I read Jim Sterling’s article on Destructoid, entitled “How survival horror evolved itself into extinction” a few months ago, and it planted the seeds for the article I am now writing.  He correctly pegs Resident Evil 4 as the turning point in the genre, where a new emphasis on fast action reinvigorated the genre, but snubbed the bad controls that were so important to past entries in the genre.  He also seems ready to sacrifice good horror games for more like RE4, and while that was a great game, I still think the genre can be salvaged.

Make no mistake, the survival horror genre is where it is today because games like Resident Evil had shitty controls.  Back then, 3d was still relatively new, and examples of great control schemes were hard to come by.  By now, other genres have mastered this ergonomic hurdle, and the survival horror genre still continues to drag its feet.  Even the controls in the RE5 demo are frustrating.  They have gotten so close to a Gears of War style third-person shooter.  Why not bite the bullet and focus on the other three sources of fear?

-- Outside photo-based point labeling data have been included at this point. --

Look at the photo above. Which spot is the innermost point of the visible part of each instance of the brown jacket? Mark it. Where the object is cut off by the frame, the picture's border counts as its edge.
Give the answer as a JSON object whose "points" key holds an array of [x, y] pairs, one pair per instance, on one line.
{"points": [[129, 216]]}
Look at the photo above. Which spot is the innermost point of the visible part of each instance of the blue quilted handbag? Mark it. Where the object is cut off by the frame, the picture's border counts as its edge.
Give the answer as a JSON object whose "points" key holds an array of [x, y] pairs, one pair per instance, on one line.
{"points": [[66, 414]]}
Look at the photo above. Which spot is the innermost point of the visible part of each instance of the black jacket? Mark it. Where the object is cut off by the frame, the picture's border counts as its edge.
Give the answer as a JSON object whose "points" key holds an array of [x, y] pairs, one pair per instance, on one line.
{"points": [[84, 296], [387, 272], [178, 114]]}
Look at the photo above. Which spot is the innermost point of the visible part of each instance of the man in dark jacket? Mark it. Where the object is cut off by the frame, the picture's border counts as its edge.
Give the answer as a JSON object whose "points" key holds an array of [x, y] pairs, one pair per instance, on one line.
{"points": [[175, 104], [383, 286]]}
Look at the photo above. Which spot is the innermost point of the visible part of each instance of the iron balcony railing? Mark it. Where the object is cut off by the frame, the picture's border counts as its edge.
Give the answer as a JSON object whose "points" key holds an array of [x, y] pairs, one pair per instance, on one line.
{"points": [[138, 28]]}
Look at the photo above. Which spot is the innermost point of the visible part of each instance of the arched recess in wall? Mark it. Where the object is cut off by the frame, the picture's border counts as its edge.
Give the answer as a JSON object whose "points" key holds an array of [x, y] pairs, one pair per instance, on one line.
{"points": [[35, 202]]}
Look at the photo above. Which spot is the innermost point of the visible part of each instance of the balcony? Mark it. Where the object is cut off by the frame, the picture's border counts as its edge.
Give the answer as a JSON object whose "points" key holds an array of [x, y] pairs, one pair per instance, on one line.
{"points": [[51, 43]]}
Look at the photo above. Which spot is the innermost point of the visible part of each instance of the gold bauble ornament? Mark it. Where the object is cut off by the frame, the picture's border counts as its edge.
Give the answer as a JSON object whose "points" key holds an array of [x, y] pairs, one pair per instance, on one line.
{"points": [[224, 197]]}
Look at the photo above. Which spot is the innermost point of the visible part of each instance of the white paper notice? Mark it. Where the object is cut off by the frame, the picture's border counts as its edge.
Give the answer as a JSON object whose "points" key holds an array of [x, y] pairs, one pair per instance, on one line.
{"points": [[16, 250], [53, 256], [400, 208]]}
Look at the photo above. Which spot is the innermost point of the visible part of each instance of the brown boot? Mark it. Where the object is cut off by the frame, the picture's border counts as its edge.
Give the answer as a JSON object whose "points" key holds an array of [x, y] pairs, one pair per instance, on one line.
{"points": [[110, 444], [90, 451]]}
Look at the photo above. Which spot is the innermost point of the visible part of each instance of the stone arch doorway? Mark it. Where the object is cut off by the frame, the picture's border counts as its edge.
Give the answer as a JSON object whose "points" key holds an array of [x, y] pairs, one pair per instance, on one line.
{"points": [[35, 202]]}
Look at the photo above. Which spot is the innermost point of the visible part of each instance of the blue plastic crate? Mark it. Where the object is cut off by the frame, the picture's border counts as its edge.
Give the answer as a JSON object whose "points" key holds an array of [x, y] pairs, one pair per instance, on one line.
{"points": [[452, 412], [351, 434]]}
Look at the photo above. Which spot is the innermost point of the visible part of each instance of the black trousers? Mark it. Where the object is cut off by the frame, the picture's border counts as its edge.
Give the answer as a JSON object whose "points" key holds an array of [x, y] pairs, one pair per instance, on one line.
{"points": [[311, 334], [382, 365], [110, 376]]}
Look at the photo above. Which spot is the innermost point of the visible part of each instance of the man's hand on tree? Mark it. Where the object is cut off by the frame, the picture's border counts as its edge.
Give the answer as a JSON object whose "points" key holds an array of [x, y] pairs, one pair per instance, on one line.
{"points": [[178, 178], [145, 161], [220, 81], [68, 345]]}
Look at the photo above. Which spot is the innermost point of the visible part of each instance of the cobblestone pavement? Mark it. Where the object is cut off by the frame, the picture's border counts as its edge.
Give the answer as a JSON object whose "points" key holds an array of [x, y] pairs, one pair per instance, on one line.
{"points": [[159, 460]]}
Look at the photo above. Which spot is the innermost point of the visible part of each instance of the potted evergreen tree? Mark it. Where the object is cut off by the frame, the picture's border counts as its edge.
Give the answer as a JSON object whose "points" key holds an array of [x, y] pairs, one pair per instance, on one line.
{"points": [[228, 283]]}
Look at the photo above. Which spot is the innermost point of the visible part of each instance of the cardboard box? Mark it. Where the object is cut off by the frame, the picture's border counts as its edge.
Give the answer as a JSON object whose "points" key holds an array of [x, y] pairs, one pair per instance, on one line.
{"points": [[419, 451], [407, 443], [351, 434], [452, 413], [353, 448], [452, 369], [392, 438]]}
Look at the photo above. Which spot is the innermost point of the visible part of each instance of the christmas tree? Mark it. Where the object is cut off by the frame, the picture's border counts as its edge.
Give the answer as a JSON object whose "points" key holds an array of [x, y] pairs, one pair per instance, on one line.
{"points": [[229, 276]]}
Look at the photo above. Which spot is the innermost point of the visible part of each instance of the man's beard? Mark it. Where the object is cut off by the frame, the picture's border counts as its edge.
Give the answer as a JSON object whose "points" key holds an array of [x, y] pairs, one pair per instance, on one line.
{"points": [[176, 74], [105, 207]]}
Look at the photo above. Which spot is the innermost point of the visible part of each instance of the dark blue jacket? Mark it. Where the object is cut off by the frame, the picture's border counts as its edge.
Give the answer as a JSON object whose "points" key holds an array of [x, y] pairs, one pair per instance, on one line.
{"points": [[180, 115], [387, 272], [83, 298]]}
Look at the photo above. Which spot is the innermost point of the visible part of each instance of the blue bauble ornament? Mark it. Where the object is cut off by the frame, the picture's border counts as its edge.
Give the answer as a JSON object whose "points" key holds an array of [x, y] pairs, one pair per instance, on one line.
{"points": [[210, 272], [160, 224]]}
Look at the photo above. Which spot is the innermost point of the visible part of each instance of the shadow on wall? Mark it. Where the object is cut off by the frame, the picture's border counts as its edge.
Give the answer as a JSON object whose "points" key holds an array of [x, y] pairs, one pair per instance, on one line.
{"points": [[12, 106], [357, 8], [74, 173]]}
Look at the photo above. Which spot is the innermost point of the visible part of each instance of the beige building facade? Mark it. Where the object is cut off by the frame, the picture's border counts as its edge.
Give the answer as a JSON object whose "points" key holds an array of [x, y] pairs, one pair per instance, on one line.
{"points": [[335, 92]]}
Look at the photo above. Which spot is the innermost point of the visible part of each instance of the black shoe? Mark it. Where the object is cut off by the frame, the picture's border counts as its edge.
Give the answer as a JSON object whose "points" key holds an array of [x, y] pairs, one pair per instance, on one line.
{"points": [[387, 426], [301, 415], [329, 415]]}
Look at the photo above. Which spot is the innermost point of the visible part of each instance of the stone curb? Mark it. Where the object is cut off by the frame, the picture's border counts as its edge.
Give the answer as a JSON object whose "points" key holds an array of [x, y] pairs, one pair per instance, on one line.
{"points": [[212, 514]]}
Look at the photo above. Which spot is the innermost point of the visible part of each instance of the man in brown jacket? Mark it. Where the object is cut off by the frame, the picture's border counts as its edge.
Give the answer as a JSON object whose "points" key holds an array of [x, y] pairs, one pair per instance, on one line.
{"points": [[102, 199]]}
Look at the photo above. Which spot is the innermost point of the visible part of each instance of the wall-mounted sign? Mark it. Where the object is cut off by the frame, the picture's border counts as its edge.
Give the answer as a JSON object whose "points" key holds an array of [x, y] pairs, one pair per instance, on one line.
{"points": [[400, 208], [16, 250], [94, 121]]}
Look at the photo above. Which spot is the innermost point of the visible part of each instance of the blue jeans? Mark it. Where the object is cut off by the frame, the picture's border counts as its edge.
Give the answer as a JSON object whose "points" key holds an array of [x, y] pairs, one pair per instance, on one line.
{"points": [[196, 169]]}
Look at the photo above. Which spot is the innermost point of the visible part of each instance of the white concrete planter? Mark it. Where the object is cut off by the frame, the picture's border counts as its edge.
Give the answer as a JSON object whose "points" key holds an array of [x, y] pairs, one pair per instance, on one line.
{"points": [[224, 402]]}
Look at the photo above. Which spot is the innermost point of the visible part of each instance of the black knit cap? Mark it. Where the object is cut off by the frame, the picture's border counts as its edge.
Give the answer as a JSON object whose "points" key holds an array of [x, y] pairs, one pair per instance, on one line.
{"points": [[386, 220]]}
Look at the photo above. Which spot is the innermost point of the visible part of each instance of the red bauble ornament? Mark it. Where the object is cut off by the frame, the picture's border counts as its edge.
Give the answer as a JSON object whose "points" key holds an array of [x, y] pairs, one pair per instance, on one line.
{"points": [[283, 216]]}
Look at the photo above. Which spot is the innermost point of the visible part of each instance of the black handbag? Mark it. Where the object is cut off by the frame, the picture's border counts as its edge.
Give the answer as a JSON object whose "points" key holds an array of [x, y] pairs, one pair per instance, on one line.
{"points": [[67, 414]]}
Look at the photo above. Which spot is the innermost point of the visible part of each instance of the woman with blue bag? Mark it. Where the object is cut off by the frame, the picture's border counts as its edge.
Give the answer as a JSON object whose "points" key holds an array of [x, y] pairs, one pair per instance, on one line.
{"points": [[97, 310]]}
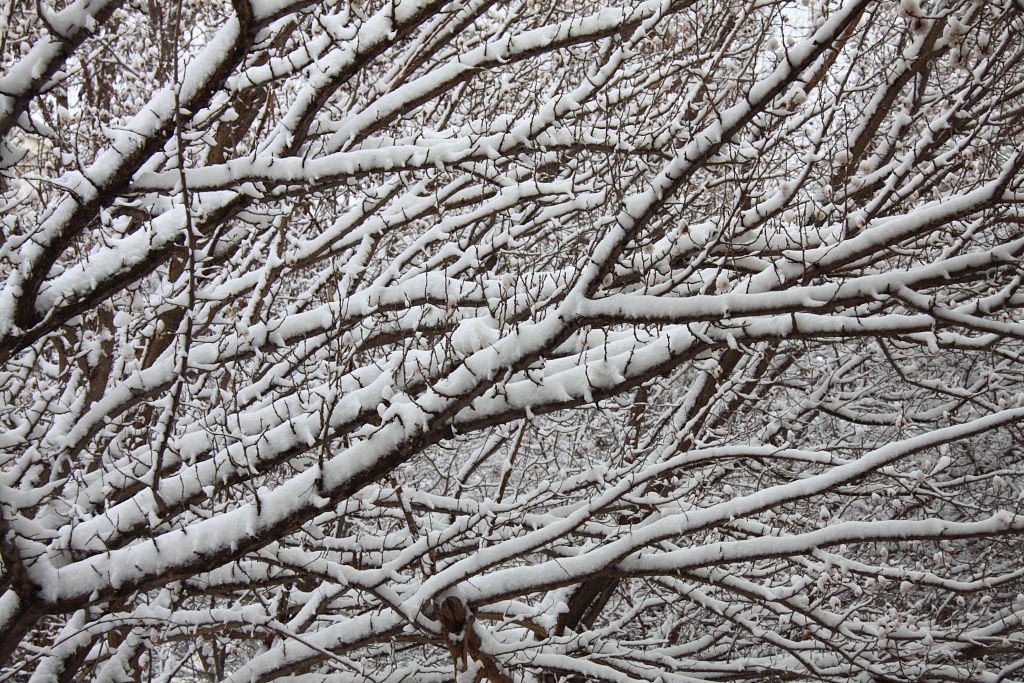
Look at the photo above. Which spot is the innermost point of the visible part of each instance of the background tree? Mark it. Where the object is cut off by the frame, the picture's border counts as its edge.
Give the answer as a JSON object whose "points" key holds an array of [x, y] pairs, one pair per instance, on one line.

Personally, I think the genre has gone the wrong way in some respects.  The new Alone in the Dark and Silent Hill games have characters who are fairly slow, but competent in battle.  I say, why give the gamer the comfort of a weapon and a slow pace that makes it easier to react?  Instead, take a game engine like that in DICE’s Mirror’s Edge and set it in a dark, dilapidated corridor-crawler, with plenty of debris to dodge at break-neck speeds.  Imagine trying to make that tough off-the-wall jump knowing there’s a zombie dog hot on your heels!

F.E.A.R. showed that games can be plenty scary from a first-person perspective, so either take that view and design the game accordingly, or give the player a tight third-person camera, and the ability to switch between flight-focused cameras (looking down hallways, etc) and threat-focused views (which automatically swing to show nearby enemies).

With bad controls and cameras out of the way survival horror games can concentrate on risk, pop-out scares, and ambiance.  As I said above, it is easy to get players with pop-outs the first time, but easy to overuse them and create a bored audience.  Instead, using risk and ambiance, they can time these pop-outs to great effect.

Action games like Ninja Gaiden and Devil May Cry escalate the amount of risk at any given point in gameplay steadily.  Encounters start out with a group of enemies and an unhurt protagonist.  Players trade kills for damage, the amount of both based on the skill of the players, and lead to situations where the players must choose to use fixed resources like healing items, or take the chance of dying and restarting.

Horror games tend to put more emphasis on flight responses than fight, so a smart developer could actually have more control over the rate at which the risk escalates.  While still action-heavy, Valve’s Left 4 Dead is a great example of this.  It utilizes an AI “Director” to monitor the players’ progress and match semi-scripted events to their observed skill level.  A modified version of this idea could be used with a fast horror game like the one I suggested above to challenge the player or offer them respite when things get too tough.

Unfortunately, good scary stories – stories with “ambiance” as I have used the term so far – are written by smart authors.  Smart authors understand fear, and use careful pacing and maintain tight control over what the audience knows and does not know.  Good stories, horror or not, are hard to come by in this industry, and from what I can tell, recognition for the authors is rare.

I probably sound like I have an agenda, and I do, when I say that the horror genre is one of many that could significantly benefit from a shift in the industry toward more writing talent.  A few big name authors, like Tom Clancy and Clive Barker, have dabbled in games, though they tend more toward product branding than actual story penning.  I am more excited that writers like Rhianna Pratchett (Overlord, Heavenly Sword) are getting recognized for their portfolios, and even landing interviews in game magazines.